In the depths of winter we rely more often on our pantry and freezer than any other time of the year. This is the time of the year to take advantage of the preserved tomatoes and sauerkraut, and an opportunity to use frozen vegetables which, when deployed properly, can be excellent. Of course frozen vegetables can be horrible if they are dumped out of the bag into boiling water. We like to roast frozen broccoli with matchsticks of ginger and olive oil. Frozen peas are endlessly useful. Frozen spinach can be excellent, and the omelette below is one of the best uses I have found for it.
Spinach and Breadcrumb Omelette with a Tomato Sauce
This is adapted from Tartine Bread and it is quite a loose adaptation. The original version uses wild nettle in place of spinach. In high summer, I would use whatever fresh greens are around (and I am intrigued about using the nettles rather than just whipper snipping them down around the edges of our summer house at the farm), but in February frozen spinach works very well. Frozen spinach is deeply green and has a mineral depth and full flavour that suits this dish well. It is also a way to get a whole block of frozen spinach into two portions, which makes this, in addition to the tomato sauce and eggs, a very nutritious meal. The spinach should be fully defrosted and ruthlessly squeezed out. One reason frozen spinach has such a bad reputation is because it gets waterlogged and soggy. If it is properly squeezed it retains a good texture in this dish.

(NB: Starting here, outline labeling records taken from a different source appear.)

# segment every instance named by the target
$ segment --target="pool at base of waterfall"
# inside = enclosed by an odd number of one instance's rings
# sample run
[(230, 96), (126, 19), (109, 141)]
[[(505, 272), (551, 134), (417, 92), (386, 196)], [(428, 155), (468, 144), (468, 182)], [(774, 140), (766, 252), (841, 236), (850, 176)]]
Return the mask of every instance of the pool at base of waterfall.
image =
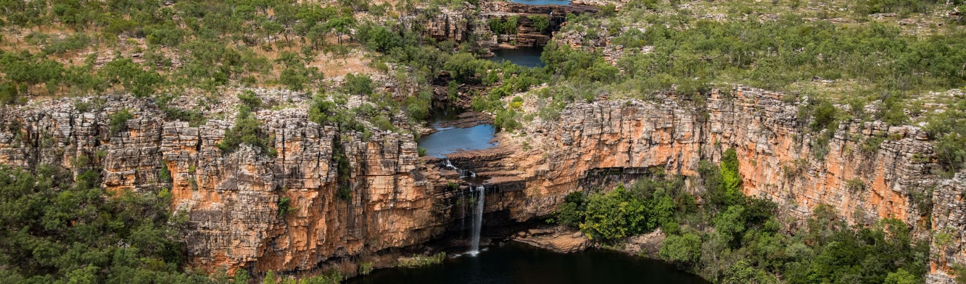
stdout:
[(697, 275), (654, 259), (590, 248), (558, 253), (515, 242), (498, 242), (476, 255), (461, 254), (421, 268), (391, 268), (347, 283), (675, 283), (709, 284)]
[(494, 56), (490, 61), (500, 63), (510, 62), (521, 66), (541, 67), (546, 65), (540, 60), (543, 53), (543, 46), (520, 46), (517, 48), (497, 48), (493, 50)]

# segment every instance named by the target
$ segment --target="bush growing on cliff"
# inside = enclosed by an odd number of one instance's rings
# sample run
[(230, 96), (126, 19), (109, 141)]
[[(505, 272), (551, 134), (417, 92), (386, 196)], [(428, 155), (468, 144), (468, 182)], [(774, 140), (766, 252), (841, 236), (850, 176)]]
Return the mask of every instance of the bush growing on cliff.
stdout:
[(623, 185), (587, 198), (581, 231), (591, 240), (612, 241), (654, 229), (647, 226), (644, 202), (627, 192)]
[(235, 126), (225, 131), (225, 139), (218, 142), (218, 149), (232, 152), (242, 143), (248, 143), (262, 148), (270, 157), (274, 157), (275, 148), (271, 147), (270, 139), (262, 131), (262, 121), (253, 113), (241, 110), (235, 117)]
[(680, 265), (697, 264), (701, 258), (701, 237), (694, 233), (668, 236), (661, 243), (658, 255)]
[(526, 18), (533, 22), (533, 29), (540, 33), (546, 33), (547, 28), (550, 27), (550, 17), (546, 15), (528, 15)]
[(656, 172), (606, 193), (585, 196), (571, 193), (557, 209), (554, 221), (578, 226), (591, 239), (613, 242), (621, 238), (650, 232), (658, 227), (676, 230), (675, 212), (692, 214), (696, 210), (694, 198), (681, 191), (683, 179)]
[(96, 171), (0, 167), (0, 282), (208, 283), (182, 271), (171, 194), (108, 192)]
[(131, 114), (128, 109), (121, 109), (117, 113), (111, 114), (108, 116), (111, 135), (117, 135), (121, 131), (127, 130), (128, 120), (130, 118), (134, 118), (134, 114)]
[(511, 15), (503, 20), (498, 17), (490, 18), (487, 20), (487, 26), (490, 27), (490, 31), (497, 35), (507, 35), (514, 34), (517, 32), (517, 22), (520, 21), (519, 15)]
[(446, 253), (440, 252), (434, 255), (413, 254), (411, 257), (400, 257), (398, 261), (400, 267), (418, 268), (428, 265), (440, 264), (445, 259), (446, 259)]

Make the tomato sauce first and do the omelettes just before you are ready to sit down.
For the tomato sauce:
- 1 jar or tin of tomatoes
- 1 onion
- 1/2-1 tbsp sugar
- a clove of garlic
- a bay leaf
- red wine vinegar
- olive oil
- Finely chop the onion and sautée gently in a good amount of olive oil. Crush and finely chop the garlic and add it
- Pour over the jar or tin of tomatoes, add the bay leaf and season. Add the sugar adjusting the amount to the tartness of the tomatoes
- Let simmer 20-30 minutes
- Finish with a dash of red wine vinegar
For two omelette’s:
- 1 packet of frozen spinach (or 1 cup of sautéed greens of your choice – spinach, kale, arugula, swiss chard, etc.)
- 4 good quality farm eggs (my niece’s by preference)

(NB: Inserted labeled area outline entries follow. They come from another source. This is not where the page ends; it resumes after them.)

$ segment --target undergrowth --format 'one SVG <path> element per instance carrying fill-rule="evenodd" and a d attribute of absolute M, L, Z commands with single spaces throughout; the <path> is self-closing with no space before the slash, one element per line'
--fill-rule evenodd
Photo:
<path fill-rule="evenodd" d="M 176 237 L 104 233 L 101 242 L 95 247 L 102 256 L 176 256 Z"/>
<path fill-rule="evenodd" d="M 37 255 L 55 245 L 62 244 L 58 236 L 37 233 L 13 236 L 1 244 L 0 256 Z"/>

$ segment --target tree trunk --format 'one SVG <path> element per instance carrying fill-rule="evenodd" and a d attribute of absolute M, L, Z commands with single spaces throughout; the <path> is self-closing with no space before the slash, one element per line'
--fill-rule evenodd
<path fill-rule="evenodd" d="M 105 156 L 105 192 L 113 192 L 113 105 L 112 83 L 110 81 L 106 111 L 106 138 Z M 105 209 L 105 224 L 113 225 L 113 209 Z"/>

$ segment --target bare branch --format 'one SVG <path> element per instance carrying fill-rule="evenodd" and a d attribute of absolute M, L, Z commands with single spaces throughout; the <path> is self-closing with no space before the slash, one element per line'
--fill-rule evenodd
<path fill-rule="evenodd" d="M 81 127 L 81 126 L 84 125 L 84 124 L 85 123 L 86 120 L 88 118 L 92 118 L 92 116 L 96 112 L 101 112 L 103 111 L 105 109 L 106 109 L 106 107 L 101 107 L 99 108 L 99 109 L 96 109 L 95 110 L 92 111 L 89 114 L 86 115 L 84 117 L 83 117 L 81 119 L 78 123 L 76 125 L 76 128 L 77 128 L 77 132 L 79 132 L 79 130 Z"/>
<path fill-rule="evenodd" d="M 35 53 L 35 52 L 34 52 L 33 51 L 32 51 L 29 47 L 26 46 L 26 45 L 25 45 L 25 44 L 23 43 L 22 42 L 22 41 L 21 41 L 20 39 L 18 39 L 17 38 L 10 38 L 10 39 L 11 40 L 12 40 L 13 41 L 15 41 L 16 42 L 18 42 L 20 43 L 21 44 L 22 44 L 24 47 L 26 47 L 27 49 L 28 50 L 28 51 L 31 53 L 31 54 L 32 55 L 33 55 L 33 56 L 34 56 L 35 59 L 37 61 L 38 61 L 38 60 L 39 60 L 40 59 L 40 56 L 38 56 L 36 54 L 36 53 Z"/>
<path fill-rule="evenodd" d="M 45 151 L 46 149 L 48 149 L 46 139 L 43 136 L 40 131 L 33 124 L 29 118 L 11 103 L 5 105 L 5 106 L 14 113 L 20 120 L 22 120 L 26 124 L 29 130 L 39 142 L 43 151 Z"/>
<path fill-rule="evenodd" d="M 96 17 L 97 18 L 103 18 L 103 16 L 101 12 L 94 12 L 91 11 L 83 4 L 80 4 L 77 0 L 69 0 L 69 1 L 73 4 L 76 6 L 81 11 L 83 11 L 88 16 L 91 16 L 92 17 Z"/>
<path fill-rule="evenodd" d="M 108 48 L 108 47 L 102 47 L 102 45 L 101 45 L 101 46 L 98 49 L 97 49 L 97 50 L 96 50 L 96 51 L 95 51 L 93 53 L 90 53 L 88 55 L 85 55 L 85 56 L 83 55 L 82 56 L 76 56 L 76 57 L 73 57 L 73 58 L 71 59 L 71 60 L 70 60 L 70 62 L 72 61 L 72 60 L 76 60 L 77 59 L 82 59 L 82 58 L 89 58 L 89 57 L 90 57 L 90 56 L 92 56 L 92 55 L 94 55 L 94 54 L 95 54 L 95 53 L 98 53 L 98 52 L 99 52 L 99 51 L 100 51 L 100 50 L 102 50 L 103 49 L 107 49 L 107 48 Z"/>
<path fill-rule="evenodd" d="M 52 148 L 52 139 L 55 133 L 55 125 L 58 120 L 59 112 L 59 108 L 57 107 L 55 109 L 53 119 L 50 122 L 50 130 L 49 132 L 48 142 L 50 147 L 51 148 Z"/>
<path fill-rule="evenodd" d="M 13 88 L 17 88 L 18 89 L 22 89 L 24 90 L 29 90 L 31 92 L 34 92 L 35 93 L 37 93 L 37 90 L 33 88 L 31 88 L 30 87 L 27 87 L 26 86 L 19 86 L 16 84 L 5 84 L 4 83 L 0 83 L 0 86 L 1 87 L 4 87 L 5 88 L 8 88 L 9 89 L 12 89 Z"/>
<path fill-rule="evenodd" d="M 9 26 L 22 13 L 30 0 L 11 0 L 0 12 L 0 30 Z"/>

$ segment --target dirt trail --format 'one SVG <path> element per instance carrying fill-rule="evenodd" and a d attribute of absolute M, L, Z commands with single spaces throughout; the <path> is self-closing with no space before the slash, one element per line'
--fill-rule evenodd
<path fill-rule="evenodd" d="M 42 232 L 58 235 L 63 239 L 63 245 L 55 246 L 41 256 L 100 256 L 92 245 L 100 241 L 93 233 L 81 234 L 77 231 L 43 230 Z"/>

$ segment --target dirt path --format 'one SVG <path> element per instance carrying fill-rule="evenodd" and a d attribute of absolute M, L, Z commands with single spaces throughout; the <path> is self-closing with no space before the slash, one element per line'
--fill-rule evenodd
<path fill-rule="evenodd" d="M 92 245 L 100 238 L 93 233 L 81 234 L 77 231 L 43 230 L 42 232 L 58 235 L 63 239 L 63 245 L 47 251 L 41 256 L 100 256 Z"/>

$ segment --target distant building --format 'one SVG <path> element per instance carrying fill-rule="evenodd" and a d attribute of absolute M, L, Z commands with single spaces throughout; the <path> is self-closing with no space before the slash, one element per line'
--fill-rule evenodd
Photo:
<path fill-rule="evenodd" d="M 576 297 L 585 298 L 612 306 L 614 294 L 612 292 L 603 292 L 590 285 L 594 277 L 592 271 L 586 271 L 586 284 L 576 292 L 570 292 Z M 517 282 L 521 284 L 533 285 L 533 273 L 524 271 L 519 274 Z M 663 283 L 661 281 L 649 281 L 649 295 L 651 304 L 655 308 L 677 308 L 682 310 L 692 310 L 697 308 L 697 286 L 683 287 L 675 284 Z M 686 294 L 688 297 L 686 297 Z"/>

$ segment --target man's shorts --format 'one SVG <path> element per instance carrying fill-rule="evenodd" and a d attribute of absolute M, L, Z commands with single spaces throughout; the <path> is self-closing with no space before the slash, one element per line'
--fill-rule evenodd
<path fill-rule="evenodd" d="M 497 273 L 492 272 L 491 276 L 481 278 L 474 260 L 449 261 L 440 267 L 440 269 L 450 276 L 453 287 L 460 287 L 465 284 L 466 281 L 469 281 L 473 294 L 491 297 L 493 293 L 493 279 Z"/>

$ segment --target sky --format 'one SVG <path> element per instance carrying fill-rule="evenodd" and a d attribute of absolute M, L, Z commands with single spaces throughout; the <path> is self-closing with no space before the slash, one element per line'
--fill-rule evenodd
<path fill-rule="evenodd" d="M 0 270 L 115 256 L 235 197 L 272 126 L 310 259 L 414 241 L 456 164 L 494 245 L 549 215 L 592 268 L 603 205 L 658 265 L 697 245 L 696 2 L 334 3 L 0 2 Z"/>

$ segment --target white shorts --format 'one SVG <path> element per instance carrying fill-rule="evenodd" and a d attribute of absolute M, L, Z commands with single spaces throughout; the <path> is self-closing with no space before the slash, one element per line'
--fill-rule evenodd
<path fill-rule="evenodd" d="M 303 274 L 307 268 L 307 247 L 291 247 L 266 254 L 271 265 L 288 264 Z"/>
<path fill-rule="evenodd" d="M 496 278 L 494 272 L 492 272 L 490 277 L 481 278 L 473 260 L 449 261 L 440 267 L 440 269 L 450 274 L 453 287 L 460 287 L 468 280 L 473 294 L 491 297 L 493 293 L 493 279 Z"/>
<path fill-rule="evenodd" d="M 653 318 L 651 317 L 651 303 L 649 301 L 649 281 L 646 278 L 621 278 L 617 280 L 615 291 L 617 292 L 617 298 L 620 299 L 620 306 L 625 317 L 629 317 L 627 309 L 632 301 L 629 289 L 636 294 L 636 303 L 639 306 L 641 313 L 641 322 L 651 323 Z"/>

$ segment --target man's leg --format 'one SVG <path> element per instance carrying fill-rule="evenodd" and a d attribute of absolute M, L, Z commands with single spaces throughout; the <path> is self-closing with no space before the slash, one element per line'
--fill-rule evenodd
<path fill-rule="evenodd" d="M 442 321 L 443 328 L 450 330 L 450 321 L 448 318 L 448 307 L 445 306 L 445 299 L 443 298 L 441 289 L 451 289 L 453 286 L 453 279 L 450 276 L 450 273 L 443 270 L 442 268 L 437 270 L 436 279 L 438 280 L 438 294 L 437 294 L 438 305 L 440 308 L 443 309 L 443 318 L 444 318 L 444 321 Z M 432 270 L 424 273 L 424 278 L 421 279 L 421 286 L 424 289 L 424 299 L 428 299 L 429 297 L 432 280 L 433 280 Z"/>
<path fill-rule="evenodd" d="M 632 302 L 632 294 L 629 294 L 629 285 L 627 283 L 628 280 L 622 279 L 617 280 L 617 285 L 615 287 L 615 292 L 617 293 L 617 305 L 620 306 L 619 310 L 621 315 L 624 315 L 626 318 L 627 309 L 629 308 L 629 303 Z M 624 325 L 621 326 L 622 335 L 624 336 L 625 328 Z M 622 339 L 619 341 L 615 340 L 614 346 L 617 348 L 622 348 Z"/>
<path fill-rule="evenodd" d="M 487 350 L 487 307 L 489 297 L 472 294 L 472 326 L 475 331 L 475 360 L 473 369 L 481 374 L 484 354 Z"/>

- 1/2 cup roughly torn bread
- Grey salt and fresh ground pepper
- Drain and squeeze a packet of frozen spinach or sautée green of choice
- Into two separate dishes crack the eggs-2 into each dish. Season with salt and pepper
- Sprinkle in the spinach dividing half into each dish
- Divide the roughly torn bread into each dish
- Fold the ingredients together. It will seem lumpy and not entirely like any other omelette you have ever made.
- Heat an omelette pan with olive oil. Spread the first omelette in the heated pan as thinly as possible. Let the underside cook and leave until the top is just set. Flip one third of the omelette to the centre of the pan, then the other side, and tip onto a deep dish or shallow bowl that has a pool of hot tomato sauce on the bottom. Proceed with the next omelette and eat immediately. Sprinkle with a grating of parmesan cheese.
A cheap nutritious supper that makes for very good eating. I should mention that a glass of red wine helps things along enormously.